Однажды, вернувшись с базара, Клавдия села у входа на низкую табуретку, уронила кошелки и разрыдалась, не в силах больше сдерживаться. Ее счастье распадалось прахом. Косые взгляды, злобные шутки, насмешка и ненависть от вчерашних добрых знакомых – да за что же?!

Случилось так, что Олег Викторович вернулся в тот день с работы раньше обычного. Открыв дверь своим ключом, он застал Клавдию рыдающей, кинулся утешать, обнимать, а потом и расспрашивать: кто обидел? Клялся стереть с земли, разобраться как следует: кто посмел?!

Клавдия не смогла скрыть от мужа то, что знал уже весь город и только он, Олег Викторович, не знал. Она-де, Клавдия, выскочила за него из-за денег, а падчерицу заживо хоронит, чтобы не с кем было делить наследство…

Поняв, в чем дело, Олег Викторович побледнел. Крепко обнял Клавдию, побежал на кухню, нашел в аптечке какие-то таблетки, принес жене со стаканом воды. Клавдия проглотила безропотно, умылась и легла в постель. И долго лежала, глубоко дыша, слушая, как восходит в животе, будто солнце, таблетка и распространяет вокруг себя покой и безмолвие.

В тот день Богдана вернулась домой часам к одиннадцати. Отец, ни слова не говоря, крепко взял дочь за руку и повел в ее комнату; там, не обращая внимания ни на крики, ни на слезы, снял ремень и задал дочке ту самую порку, которую она давно заслужила.

* * *

Соседи, разумеется, все узнали. Жалея Богдану (и страшась, конечно, новых чудовищных обвинений), Клавдия уговорила мужа вернуть девчонке велосипед, магнитофон и шмотки. Может быть, умелое сочетание кнута и пряника принесет наконец плоды…

После порки Богдана в самом деле изменилась. Сделалась послушнее и тише, не огрызалась, не грубила, не пропускала школу, не возвращалась за полночь. Радоваться бы – но у Клавдии Васильевны все тревожнее становилось на душе. Она едва удерживалась, чтобы не вздрагивать всякий раз, встречаясь с падчерицей глазами.

Богдана смотрела странно и страшно. Зеленые тени жили на дне ее глаз – там сидела злоба такая глубокая, такая неистовая, что Клавдия невольно ежилась под этим взглядом. Не раз и не два говорила себе: да пусть ее, пусть делает что хочет, пусть пропадает где вздумается, ей-то, Клавдии, что за дело, зачем взялась воспитывать чужую дочь? Зачем вмешалась, зачем сделалась врагом, ну ее, чур ее, вон как смотрит… Ведьма…

Отводила глаза, с Богданой старалась не встречаться и не разговаривать, но никак не могла отвязаться от мысли, что воздух в доме давит. Что Богданина ненависть висит в нем, как удушливое облако пропан-бутана. Что хочется вырваться и уйти – хотя бы к матери, за три скрипучие ступеньки, избавиться разом и от шепота за спиной, и от ядовитых Богданиных глаз.

А тут еще со здоровьем начались проблемы. Клавдия смолоду была крепкой и даже карточки в поликлинике не держала – а теперь узнала в одночасье, где у нее сердце, и что такое давление, и как ноет спина, и как набухают вены… Даже золотая коронка во рту, кажется, потускнела. Мать качала головой: сглазили тебя. Точно, сглазили. Поехать бы к бабке, снять порчу, а то ведь все хуже и хуже…
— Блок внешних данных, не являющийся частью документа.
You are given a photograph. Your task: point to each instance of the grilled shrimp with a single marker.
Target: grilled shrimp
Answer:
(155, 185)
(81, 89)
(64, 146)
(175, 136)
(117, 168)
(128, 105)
Жаловаться мужу не решалась. По-прежнему летала по дому, всюду успевала, но без огонька, без прежнего энтузиазма. Радость погасла совсем.

– А чтоб тебя! – сказала однажды в сердцах, слушая вопли соседского мальчишки, второй час канючившего под окном девчонкиной комнаты: «Богда-ана… Богда-ана!..» – Чертдана, не иначе!

Никто не слышал.

В ту ночь Клавдии приснился страшный сон. Тем более страшный, что сочетался с явью; она то задремывала, то просыпалась. Снилось (или мерещилось), что из темного угла их с мужем комнаты выходит собака, светло-желтая, будто кость. И идет к ней, Клавдии, посверкивая глазами, поцокивая когтями по деревянному полу. Казалось бы, чего страшного – собака приснилась. Но чем ближе она подходила, тем яснее становилось Клавдии, что с собакой что-то не так. Крылось в глазах ее, в движениях, в тени на полу – непростое, не звериное и не человеческое; да и откуда взяться в комнате собаке? Собакам место на дворе…

Клавдия хотела выбраться из сна, ворочалась, трясла головой, поднималась на локте; вот проснулась, в комнате темно и тихо, рядом похрапывает директор, и время облегченно вздохнуть: «Куда ночь, туда и сон»… Глядь – из угла смотрят два горящих глаза, и все начинается сначала: крадется странная собака, тянется за ней изломанная тень, останавливается сердце: проснуться!..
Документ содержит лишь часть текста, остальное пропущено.